El impulsivo reincide:
—¿Quién es ese?
—Un pintor formidable que retrató estupendamente a una cierta burguesía barcelonesa desde finales del siglo XIX hasta casi acabado el primer tercio del XX, es decir, en los años en que Barcelona fue la ciudad de los prodigios.
—También fue la rosa de fuego —deja caer el conservador.
—También. Y algunos medios nos lo recuerdan diariamente, a saber con qué intención.
El conservador responde irónico:
—Les gusta la historia.
Don Juan retruca:
—No había caído.
—La óptica, don Juan —corta un impaciente.
—El tercer nanorrelato de La ciutat cremada viene ilustrado por la pintura de una joven de negro que entra al dormitorio. El texto acaba así «…sobre la mayoría de las mentes sobrevolaba, entre un ruidoso aleteo de buitres en la noche, la amenaza terrible, demoledora, de efectos incalculables, del primer luto».
—¿Dónde está la relación con la óptica?
—Les he dicho que del diálogo entre la literatura de Ramos y los cuadros de Casas brota un láser que alumbra y disecciona. ¿No oyen el aleteo de los buitres en la noche? ¿No intuyen y se sobrecogen ante la posibilidad del primer luto?
No sé si el rojo pregunta o gime:
—¿A quién le conviene un muerto, don Juan?
El cínico se anticipa:
—A quienes se plantan a ambos lados de la barricada: jugarían con él al voleibol.
Don Juan lo mira con ligero reproche:
—La imagen es macabra, pero certera.
—Explíquela.
—En estos tiempos y en ciertas partes, los muertos, con su mera presencia, poseen un pavoroso prestigio.
—¿No valen igual todos los muertos en todos los tiempos y en todas partes?
—Claro que no: el estruendo que produce un cadáver donde no suele haberlos es ensordecedor; el que produce donde hay muchos todos los días resulta inaudible.
—Y aquí ahora no estamos acostumbrados…
—Por eso el impacto sería tremendo: uno de los nuestros convertido en cadáver nos confirmaría, sin género de duda, que llevamos razón; además, nos armaría de razones muy contundentes para seguir empecinados, firmes en las posiciones que mantenemos. Cargados de razón, podríamos arrojarles el cadáver, como un escupitajo en la cara, a los otros, ya viles definitivamente y, sobre todo, ya definitivamente equivocados.
—A las televisiones tampoco les vendría mal —insiste el cínico.
En el corro hay gestos de escandalizada desaprobación; en don Juan no:
—El seguimiento de la ciutat cremada que están haciendo las televisiones y radios es absolutamente banal y redundante, superfluo; en consecuencia, pronto suscita en el espectador, salvo en el muy morboso, hartazgo e indiferencia.
—¿Por qué?
—Desde dentro, todas estas revueltas —en París, en Quito, Santiago o Barcelona— son iguales. Por lo tanto, cada uno de los incidentes por sí solo carece de significado: de tan visto, es mera algarabía incomprensible. Y las televisiones y radios cansan al espectador aturdiéndolo con detalles, sensu stricto, insignificantes. Hablaremos otro día del cansancio de los espectadores, que deriva inevitablemente en deserción.
—O sea…
El cínico sonríe sin alegría ninguna:
—Que un cadáver nos sacudiría el aburrimiento.

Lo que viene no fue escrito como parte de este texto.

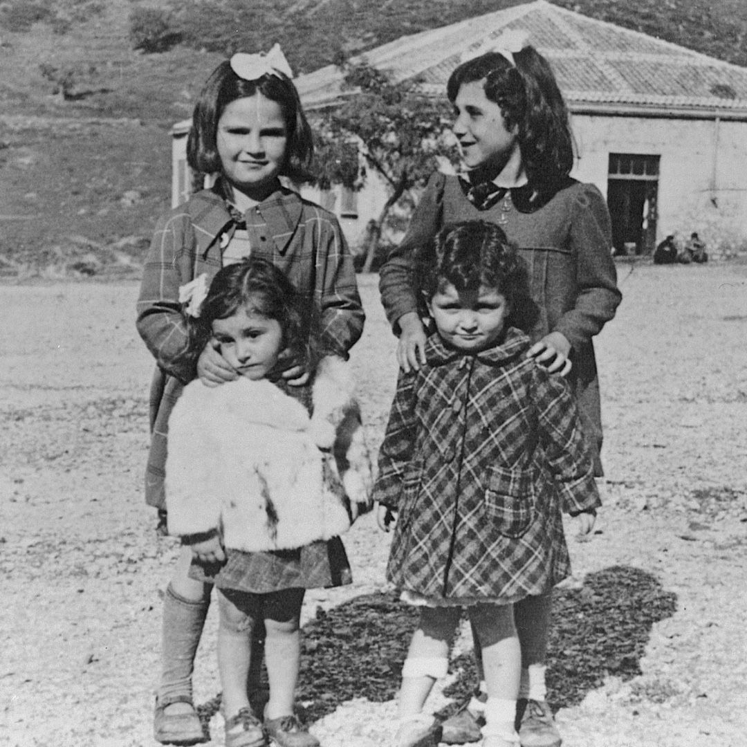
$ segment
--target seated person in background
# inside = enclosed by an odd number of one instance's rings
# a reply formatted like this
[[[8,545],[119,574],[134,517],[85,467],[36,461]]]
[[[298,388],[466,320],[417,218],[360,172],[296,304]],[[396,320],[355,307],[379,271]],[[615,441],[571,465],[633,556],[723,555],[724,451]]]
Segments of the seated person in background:
[[[674,264],[677,261],[677,246],[675,235],[669,234],[654,252],[654,264]]]
[[[702,264],[708,261],[708,255],[705,250],[705,243],[698,235],[697,232],[693,231],[690,234],[686,248],[689,252],[690,257],[693,262]]]

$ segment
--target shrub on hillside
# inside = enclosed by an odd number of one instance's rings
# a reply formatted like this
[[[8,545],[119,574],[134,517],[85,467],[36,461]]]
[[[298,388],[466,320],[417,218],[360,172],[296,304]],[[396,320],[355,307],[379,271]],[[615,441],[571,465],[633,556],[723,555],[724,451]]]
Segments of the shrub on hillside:
[[[9,31],[28,31],[34,23],[48,20],[54,15],[52,8],[41,2],[13,0],[0,14],[0,25]]]
[[[146,53],[166,52],[182,40],[171,13],[155,8],[137,7],[130,13],[130,41],[134,49]]]

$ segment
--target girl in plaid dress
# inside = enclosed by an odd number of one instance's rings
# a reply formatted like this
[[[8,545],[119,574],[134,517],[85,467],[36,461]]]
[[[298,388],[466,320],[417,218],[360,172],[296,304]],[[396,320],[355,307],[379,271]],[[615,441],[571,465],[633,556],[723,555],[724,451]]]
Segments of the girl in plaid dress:
[[[567,382],[512,326],[533,309],[524,265],[495,223],[444,227],[418,276],[436,328],[400,372],[374,498],[397,514],[387,579],[421,607],[403,668],[397,747],[435,745],[422,713],[466,607],[482,648],[483,747],[516,747],[521,654],[513,604],[570,572],[562,508],[589,532],[599,505]]]
[[[593,338],[614,317],[621,299],[607,204],[594,185],[568,176],[574,151],[568,109],[550,64],[527,44],[525,34],[506,32],[462,59],[447,94],[454,107],[453,130],[463,168],[432,176],[407,235],[380,270],[382,302],[400,338],[398,359],[404,371],[417,368],[427,340],[421,319],[427,309],[411,276],[415,252],[430,246],[447,223],[495,223],[526,263],[539,307],[527,329],[533,344],[528,354],[567,376],[600,477],[602,429]],[[522,747],[560,745],[546,700],[551,602],[548,588],[516,605]],[[479,646],[475,659],[481,675]],[[477,718],[484,699],[480,682],[468,706],[444,724],[444,742],[480,738]]]
[[[156,362],[150,395],[151,446],[146,500],[165,527],[164,495],[171,411],[195,378],[217,386],[238,376],[213,341],[190,348],[186,286],[207,285],[225,265],[261,257],[279,268],[315,310],[326,348],[347,358],[364,314],[353,258],[335,216],[286,188],[279,177],[303,178],[311,131],[291,71],[276,46],[267,55],[237,54],[221,63],[197,99],[187,161],[214,186],[163,216],[145,261],[137,329]],[[306,372],[283,354],[283,378],[302,384]],[[194,655],[210,604],[210,583],[188,575],[183,549],[164,599],[162,670],[154,718],[163,743],[206,741],[192,700]]]
[[[318,747],[294,712],[306,589],[349,583],[338,535],[368,509],[370,470],[348,364],[315,362],[309,315],[283,273],[249,258],[224,267],[205,300],[193,288],[190,348],[212,339],[239,374],[188,384],[171,414],[168,529],[190,577],[218,589],[218,669],[226,747]],[[311,384],[278,375],[290,350]],[[273,380],[274,379],[274,381]],[[311,416],[310,416],[311,414]],[[252,633],[265,631],[270,700],[249,704]]]

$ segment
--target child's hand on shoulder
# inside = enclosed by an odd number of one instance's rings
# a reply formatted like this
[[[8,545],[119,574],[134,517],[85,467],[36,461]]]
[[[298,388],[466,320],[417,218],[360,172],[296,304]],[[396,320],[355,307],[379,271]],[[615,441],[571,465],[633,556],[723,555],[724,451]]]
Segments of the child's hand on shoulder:
[[[400,340],[397,344],[397,362],[400,368],[409,374],[410,369],[419,371],[425,365],[425,343],[427,337],[423,323],[415,311],[403,314],[398,320]]]
[[[391,530],[391,527],[397,524],[397,512],[388,506],[382,506],[379,503],[376,508],[376,521],[380,530],[389,532]]]
[[[567,376],[571,371],[570,355],[571,343],[559,332],[545,335],[527,351],[527,358],[533,358],[551,374],[560,374],[560,376]]]
[[[201,563],[223,562],[226,560],[226,553],[217,535],[199,542],[188,544],[192,554]]]
[[[220,343],[210,340],[197,359],[197,376],[205,386],[217,386],[235,381],[238,374],[220,354]]]
[[[309,371],[306,367],[294,357],[293,353],[286,348],[279,356],[276,365],[277,371],[291,386],[303,386],[309,381]]]

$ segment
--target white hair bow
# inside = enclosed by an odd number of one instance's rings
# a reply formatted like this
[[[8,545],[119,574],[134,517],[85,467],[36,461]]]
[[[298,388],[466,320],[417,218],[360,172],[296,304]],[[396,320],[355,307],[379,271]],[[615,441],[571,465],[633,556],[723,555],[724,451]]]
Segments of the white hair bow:
[[[202,310],[202,302],[208,297],[208,276],[198,275],[193,280],[179,286],[179,303],[186,303],[185,314],[196,319]]]
[[[270,52],[257,55],[237,52],[231,58],[231,69],[245,81],[257,81],[262,75],[277,75],[282,72],[288,78],[293,78],[293,70],[285,59],[279,44],[276,44]]]
[[[481,57],[489,52],[502,55],[512,65],[515,66],[514,52],[521,52],[527,45],[529,34],[526,31],[503,31],[497,39],[486,39],[474,49],[464,52],[459,58],[459,62],[468,62],[475,58]]]

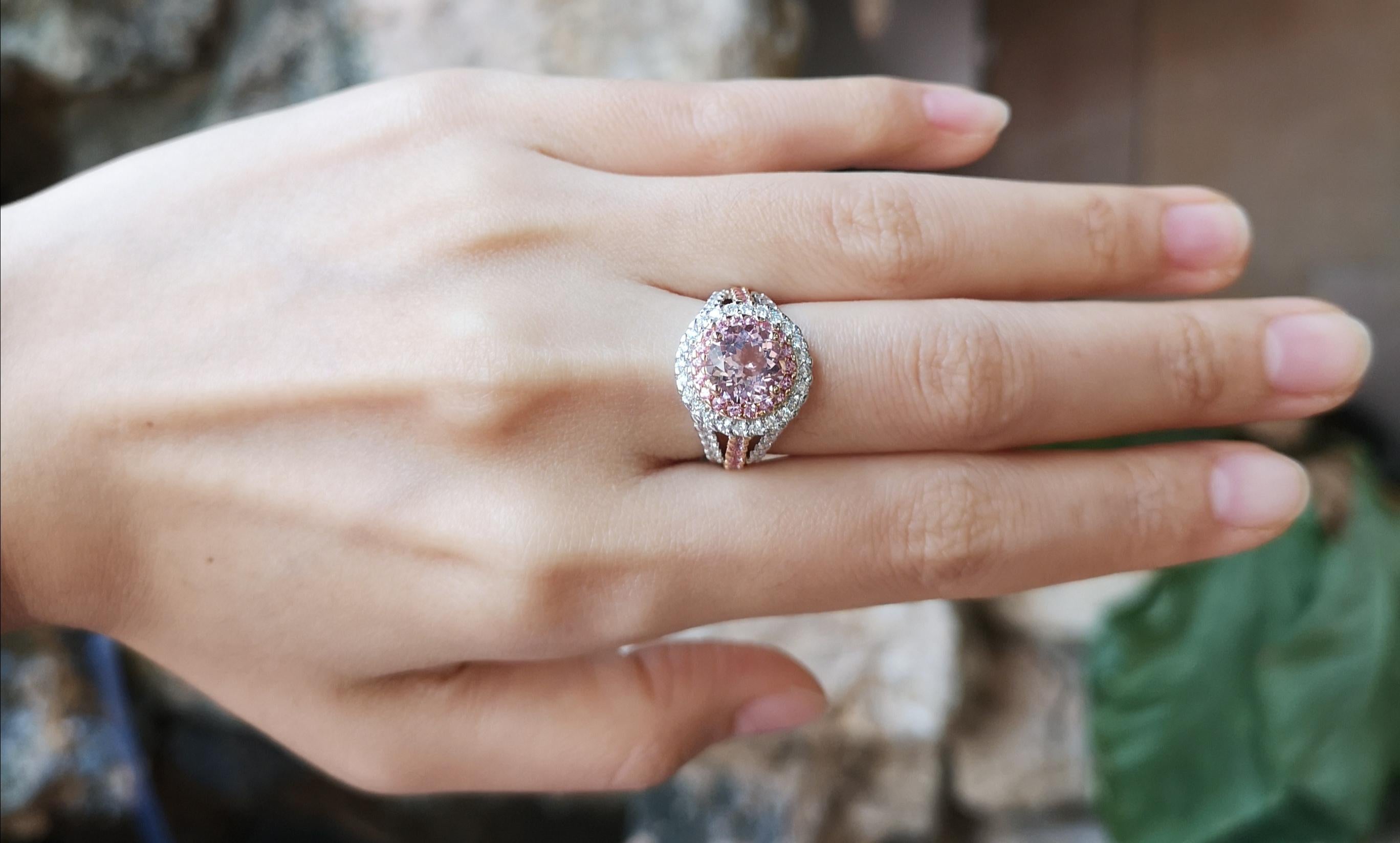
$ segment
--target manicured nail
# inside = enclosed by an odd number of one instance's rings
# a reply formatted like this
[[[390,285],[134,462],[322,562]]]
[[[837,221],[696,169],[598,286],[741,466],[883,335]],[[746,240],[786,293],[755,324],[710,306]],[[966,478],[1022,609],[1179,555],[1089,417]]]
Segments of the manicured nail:
[[[1176,204],[1162,214],[1162,249],[1179,269],[1221,269],[1249,252],[1249,217],[1228,202]]]
[[[826,713],[826,697],[805,688],[759,697],[734,716],[735,735],[781,732],[812,723]]]
[[[1306,503],[1308,473],[1281,454],[1233,454],[1211,472],[1211,510],[1231,527],[1291,521]]]
[[[945,132],[995,134],[1007,127],[1011,106],[1005,99],[967,88],[934,87],[924,91],[924,115]]]
[[[1336,392],[1371,363],[1371,332],[1345,314],[1278,316],[1264,329],[1264,371],[1284,392]]]

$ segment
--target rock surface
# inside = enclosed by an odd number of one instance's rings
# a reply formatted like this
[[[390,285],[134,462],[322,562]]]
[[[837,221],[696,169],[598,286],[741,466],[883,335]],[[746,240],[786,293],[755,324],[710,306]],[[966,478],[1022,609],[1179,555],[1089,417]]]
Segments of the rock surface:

domingo, 13 de octubre de 2019

Cumpleaños

Todavía frustrados —valga la exageración: muchos acudirían solo al reclamo del Nobel, bastantes ni así hubieran acudido— por el aplazamiento de la conferencia de Michel Mayor, ayer peregrinamos a Navaltizón: celebrábamos anticipadamente los ochenta años de don Juan.
En tales ocasiones comemos y bebemos despreciando los consejos de la edad y la prudencia; por tanto, la plática enseguida se sale de madre y anega territorios vastos e insospechados, a veces peligrosos; previsores que somos, nos sometemos antes a determinada liturgia, aunque laxa, inexcusable: preguntar por la salud y quejarse de ella; hablar del tiempo que huye y del que nos queda por delante, brevísimo; lamentar lo mal que va el mundo…
—Eso no —protesta don Juan con energía—. La historia de la humanidad avanza en dientes de sierra: hay periodos pujantes y etapas calamitosas; dentro de estas y de aquellos, el discurrir de la historia no es uniforme y dócil como el agua de un canal, sino anárquico y deshilachado como la de un arroyo de cuyo cauce principal se apartan reguerillas díscolas que quizá se demoren en remansos o se despeñen por cascadas…
—Claro, don Juan. Eso mismo nos lo ha dicho usted innumerables veces. Y Pero Grullo lo repite con frecuencia.
—Me halaga el emparejamiento. Pero Grullo recalca lo obvio porque es invisible.
La carta robada —ilustra el culto.
—No es preciso llegar tan alto. Basta recordar la infancia y juventud; compárelas con las de los nietos; salen ganando: ¿quién lo recuerda?
—Sobre ellos se ciernen negras amenazas, y por ninguna parte asoman dirigentes capaces de enfrentarlas.
—Menos una, gravísima e inédita, las amenazas que se ciernen sobre los jóvenes no son peores que las que nos amenazaban a nosotros. Y la calidad de los dirigentes ha sido siempre aproximadamente la misma.
—¿Cuál es la amenaza gravísima e inédita?
—El colapso ecológico.
—O sea, el cambio climático.
—No solo. Otros fenómenos se suman a él: lo aceleran, lo agravan y dificultan la posibilidad de combatirlo eficazmente.
—Díganos alguno.
—La superpoblación principalmente, y la desigualdad en el crecimiento demográfico y en el acceso a bienes necesarios y superfluos.
—¿Quién le pondrá el cascabel al gato?
—No lo sé, ni me importa demasiado: en el mundo que venga no estaré y en el que estoy ya no es el mío.
Don Juan, que podría haber hablado en plural, tiene a veces estos ataques de cinismo. Parece que me hubiera oído:
—No piensen ustedes que soy pesimista o cínico. Todo lo contrario: porque conozco a grandes rasgos la historia humana, soy optimista: confío en las generaciones que nos están remplazando.
—¿Ciegamente?
—Aún veo. Hemos hablado de la conferencia de Mayor: ¿cuándo había visitado Almagro una eminencia científica tan destacada? ¿Cuándo había existido en Almagro una entidad cultural como el Ateneo?
—Don Juan, que se mete con ellos a menudo…
—Hay cosas del Ateneo que me disgustan. O por decirlo con exacta precisión: hay rasgos —en verdad muy contagiosos— de ciertos ateneístas que se me hacen insoportables: la propensión a la solemnidad, a la grandilocuencia, al énfasis; la preferencia por lo largo frente a lo breve, por lo oscuro frente a lo claro, por lo grave frente a lo liviano, por lo difícil frente a lo fácil…
—Lo va arreglando usted…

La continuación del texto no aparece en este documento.